This topic recently came up in the Murder Must Advertise Yahoo group, and when Karen Syed, publisher at Echelon Press, joined in and shared her experiences, I am sure there were a few horrified readers. What do you mean authors aren't promoting their own books? That must only be a few, right? Wrong.
Talk to a handful of writers about what they've done, are doing and how many books they've sold as a result and you'll discover that there are a lot of uneducated, lazy writers out there who feel it's up to a publisher to sell the book.
They're wrong. Authors need to think of their publishers as their business partners. Or even as a coach. A partner or coach can only assist you so far; you still have to do some of the work and carry your fair share of responsibility. Then you can both celebrate your success.
I wandered over to Karen's blog and wasn't surprised to see she'd blogged about this. Hey, look what I'm doing. Book marketing, or lack thereof, is an important topic--and it's my livelihood, as an author and a book marketing coach.
Here's the comment I left on Karen's blog:
ALL of Karen’s authors should “die trying”. You should all realize how fortunate you are to have a publisher who took a risk on you and your book and then did all the things she does to promote it. Many authors with other publishers are lucky to get even half of what she offers.For those authors who still haven't figured this out, I suggest you check out Karen Syed's blog post You've Got to be Kidding!
As an author who has shamelessly promoted her books everywhere I go, I can tell you Karen is right. It’s YOUR book! If you haven’t got the time, money, energy or interest to promote your “baby” and your possible future as a career author, then why should she?
Please note: I’m not one of Karen’s authors. I’ve never met her. I don’t even know if I know any of her authors. But I can tell you from experience and from working with other authors as a marketing coach, her experiences are common.
Too many authors are either uneducated about the book industry or they’re too lazy to market their own work or they’re too lazy to learn or they’re just not interested in writing as a career.
As the former creator and organizer of Authors’ Row, a multi-author event that no longer exists, I can assure you I’ve seen and heard it all.
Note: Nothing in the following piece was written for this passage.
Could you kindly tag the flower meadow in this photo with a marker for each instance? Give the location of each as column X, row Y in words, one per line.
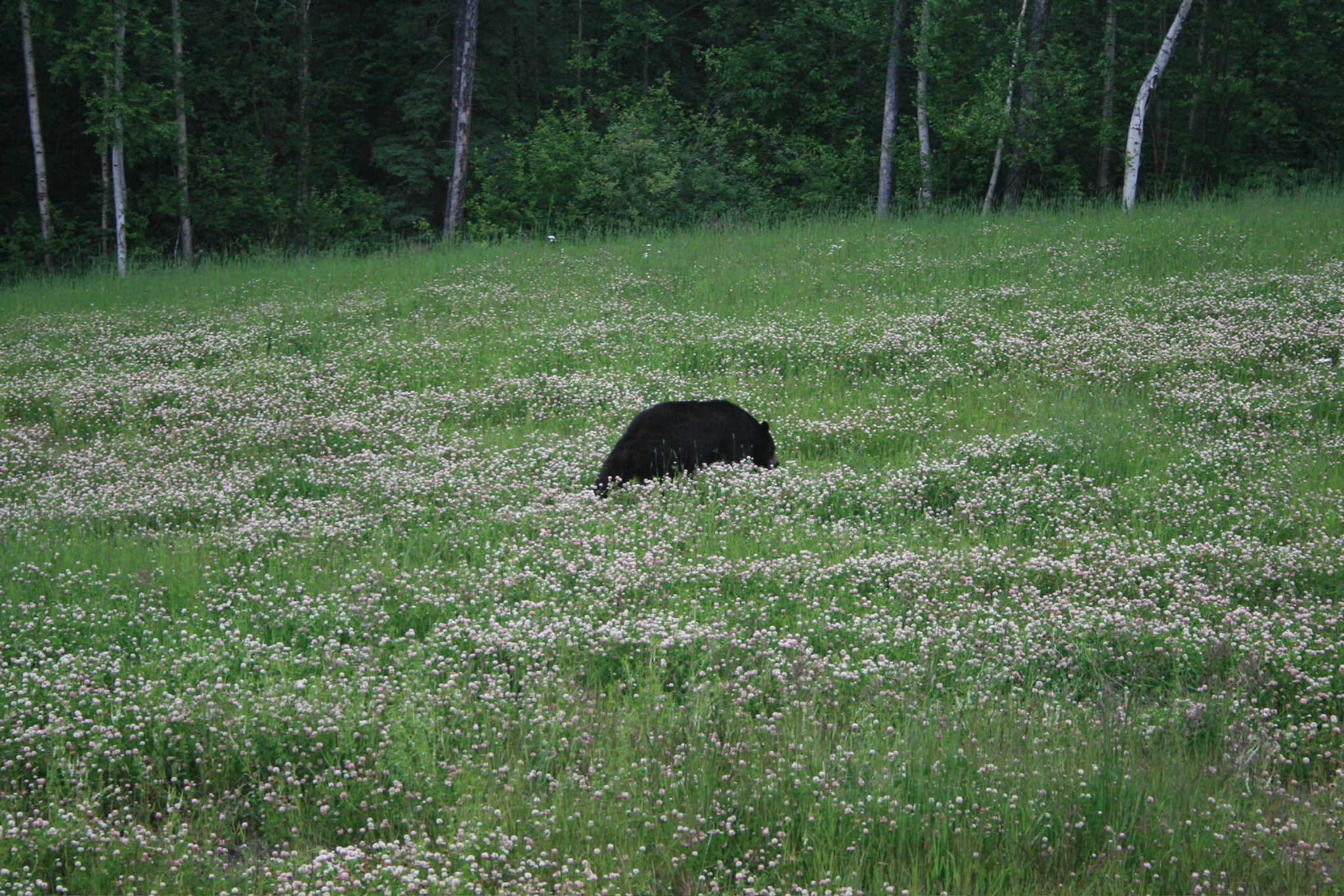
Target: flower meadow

All the excuses why you can’t or won’t market your book. I’ve watched authors read their own books at signings and completely ignore potential fans.
Connect! That is a hugely rewarding part of signings and events–meeting people. Hand out bookmarks or promo items. Have a draw for a gift basket. SMILE!
Sorry, but if all you want is a book published so you can sell a handful (or 100 in a year) to your family and friends, then self-publish it.
When a publisher takes on the risk, especially financially, they have the right to certain expectations. That you’ll market your book is one of them.
If you don’t know how to market your book, learn.
If you don’t WANT to market your book, step aside, so that those of us who will “die trying” can have a chance with your publisher.